TDD-001: Historical Ledger Storage & Reporting Strategy¶
Status: Accepted Date: 2025-12-23 Context: General Ledger Processing Worker Tasks
1. Context and Problem Statement¶
Our system processes financial general ledgers (CSV/Excel/Text) containing anywhere from hundreds to hundreds of thousands of records. Currently, when a user uploads a new ledger, the system runs a “cleanup” strategy that deletes all existing normalized records for that account and fiscal year to conserve database storage.
The Conflict:
- Storage Constraints: Storing millions of normalized rows for every historical upload in PostgreSQL is not scalable and leads to table bloat.
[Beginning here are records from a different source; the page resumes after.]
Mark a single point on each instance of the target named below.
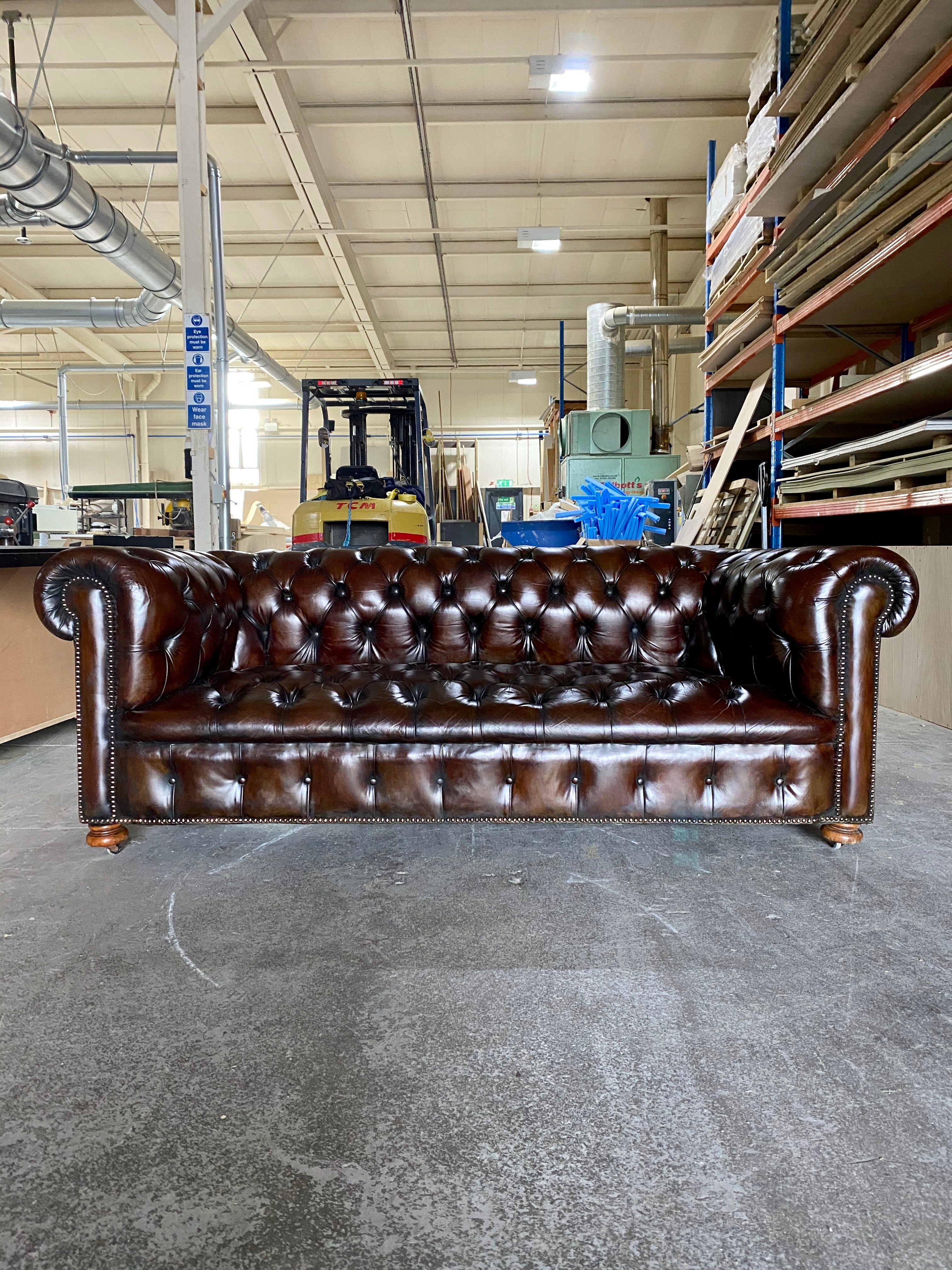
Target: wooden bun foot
(113, 838)
(842, 835)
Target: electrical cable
(159, 141)
(273, 262)
(42, 63)
(46, 82)
(320, 332)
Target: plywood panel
(916, 667)
(37, 679)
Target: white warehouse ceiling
(324, 183)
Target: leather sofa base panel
(193, 781)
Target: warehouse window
(244, 392)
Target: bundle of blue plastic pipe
(609, 512)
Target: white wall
(470, 402)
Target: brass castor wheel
(840, 835)
(113, 838)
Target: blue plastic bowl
(541, 534)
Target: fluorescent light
(560, 73)
(569, 82)
(541, 238)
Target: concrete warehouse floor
(494, 1047)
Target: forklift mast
(398, 399)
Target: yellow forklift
(356, 507)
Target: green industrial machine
(611, 445)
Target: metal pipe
(50, 185)
(64, 431)
(416, 93)
(680, 345)
(11, 17)
(139, 404)
(221, 351)
(660, 415)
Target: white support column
(195, 242)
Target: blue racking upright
(785, 30)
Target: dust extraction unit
(606, 443)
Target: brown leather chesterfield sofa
(441, 684)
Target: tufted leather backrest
(174, 614)
(442, 605)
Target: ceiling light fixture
(541, 238)
(559, 73)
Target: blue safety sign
(199, 370)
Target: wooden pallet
(733, 516)
(917, 470)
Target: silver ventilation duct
(53, 187)
(13, 216)
(606, 361)
(649, 315)
(144, 310)
(606, 328)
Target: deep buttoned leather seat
(437, 684)
(504, 703)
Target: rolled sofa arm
(807, 623)
(145, 623)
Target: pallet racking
(875, 295)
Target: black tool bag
(357, 483)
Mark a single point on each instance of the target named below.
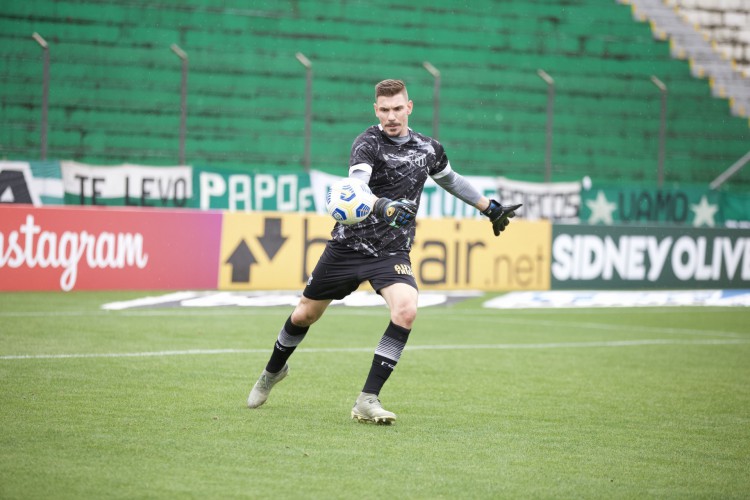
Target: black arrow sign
(241, 260)
(272, 240)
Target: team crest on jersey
(419, 160)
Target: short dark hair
(389, 88)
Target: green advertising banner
(622, 257)
(694, 206)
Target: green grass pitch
(594, 403)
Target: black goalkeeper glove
(499, 215)
(396, 213)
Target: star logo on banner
(704, 213)
(601, 209)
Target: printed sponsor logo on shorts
(403, 269)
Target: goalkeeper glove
(499, 215)
(396, 213)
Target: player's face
(393, 113)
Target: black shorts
(341, 270)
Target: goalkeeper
(395, 161)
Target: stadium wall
(115, 86)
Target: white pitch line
(553, 345)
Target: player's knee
(302, 317)
(404, 315)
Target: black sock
(289, 338)
(386, 356)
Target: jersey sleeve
(364, 152)
(441, 161)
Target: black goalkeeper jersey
(398, 171)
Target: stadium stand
(115, 85)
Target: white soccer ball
(349, 201)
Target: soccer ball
(349, 201)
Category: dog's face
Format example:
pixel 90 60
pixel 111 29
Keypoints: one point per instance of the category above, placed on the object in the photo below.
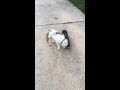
pixel 64 43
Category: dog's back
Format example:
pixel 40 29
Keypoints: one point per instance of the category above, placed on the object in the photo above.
pixel 66 36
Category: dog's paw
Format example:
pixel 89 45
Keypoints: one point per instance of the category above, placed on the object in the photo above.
pixel 49 44
pixel 58 48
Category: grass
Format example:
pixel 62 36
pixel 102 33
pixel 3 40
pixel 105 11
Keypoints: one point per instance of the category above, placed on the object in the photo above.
pixel 80 4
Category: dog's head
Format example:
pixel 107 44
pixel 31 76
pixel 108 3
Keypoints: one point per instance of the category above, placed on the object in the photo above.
pixel 64 43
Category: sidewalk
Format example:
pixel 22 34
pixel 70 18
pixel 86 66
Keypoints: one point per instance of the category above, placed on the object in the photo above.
pixel 59 69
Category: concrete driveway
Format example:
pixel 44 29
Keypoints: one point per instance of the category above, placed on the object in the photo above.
pixel 59 69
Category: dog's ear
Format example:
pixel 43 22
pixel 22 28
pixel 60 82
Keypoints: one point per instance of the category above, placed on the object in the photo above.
pixel 58 33
pixel 47 36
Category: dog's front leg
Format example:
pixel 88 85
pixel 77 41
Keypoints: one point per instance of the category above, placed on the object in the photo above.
pixel 58 45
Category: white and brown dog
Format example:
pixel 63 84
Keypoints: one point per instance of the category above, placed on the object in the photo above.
pixel 61 39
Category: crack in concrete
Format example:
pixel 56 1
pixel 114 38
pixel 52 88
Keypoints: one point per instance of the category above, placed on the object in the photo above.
pixel 59 23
- Feature Requirement: Users need to be able to generate reports (IDC/CTED) based on previously uploaded ledgers, not just the most recent one.
- Current State: Because we delete the old rows, attempting to run a report on a historical ledger fails (no data found).
We need a solution that allows reporting on historical data without exponentially increasing database storage costs or performance degradation.
2. Decision: “Frozen Artifact” with Lazy Backfill¶
We will adopt a Hybrid Storage Strategy utilizing both PostgreSQL and Google Cloud Storage (GCS).
- Active Data (PostgreSQL): The most recently uploaded ledger’s records (for the account/fiscal year) remain in the database for fast, relational querying.
- Historical Data (GCS Artifacts): Upon processing, a compressed JSON
artifact (
.json.gz) of the normalized records is saved to GCS. - Lazy Backfill: For legacy files that currently have neither DB rows nor an artifact, we will re-process the original raw file on-demand and generate the artifact then.
The “Waterfall” Retrieval Logic¶
When TemplaterHelper requests normalized records, it will follow this priority
order:
- Hot Storage (DB): Check PostgreSQL. If records exist, use them.
- Cold Storage (Artifact): Check GCS for
ledger-artifacts/{ledgerFileId}.json.gz. If found, download, unzip, and use. - Legacy Fallback (Re-process): If neither exists
- Download the original raw input file from GCS.
- Run
LedgerNormalizerin-memory. - Map the results to match the database schema (snake_case).
- Save the result as a GCS artifact (so step 2 works next time).
- Return the data.
3. Options Considered¶
| Option | Pros | Cons | Verdict |
|---|---|---|---|
| Keep All Rows in DB | Simplest implementation; fast queries. | Massive storage cost; table bloat; performance degradation over time. | Rejected |
| JIT Normalization (No Storage) | Zero storage cost; always uses latest logic. | High CPU/Memory usage per report; risk of “Logic Drift” (old reports changing numbers due to code updates). | Rejected |
| Frozen Artifact (Selected) | Cheap storage (GCS); immutable data (audit safe); low database load. | Slightly more complex implementation; first access to legacy files is slower. | Accepted |
4. Technical Implementation¶
A. Update process_ledger Task¶
Modify the worker task to save the artifact immediately after normalization, before any destructive DB operations.
B. Update TemplaterHelper¶
Refactor getNormalizedRecords to implement the waterfall logic.
5. Consequences¶
- Positive:
- Significant reduction in database row count (Postgres primarily stores metadata and the active ledger).
- Historical reports are immutable once the artifact is created.
- GCS costs are significantly lower than RDS/Postgres storage.
- Negative:
- First-time generation for old legacy files will be slower (due to re-processing).
- We introduce a dependency on
zliband increased memory usage during the artifact fetch (must buffer the JSON file).
6. Action Items¶
- Implement the artifact creation in
process_ledger. - Refactor
TemplaterHelperwith the logic above. - Deploy to staging and verify that running a report on an old ledger triggers the “Reprocess and Backfill” logic successfully.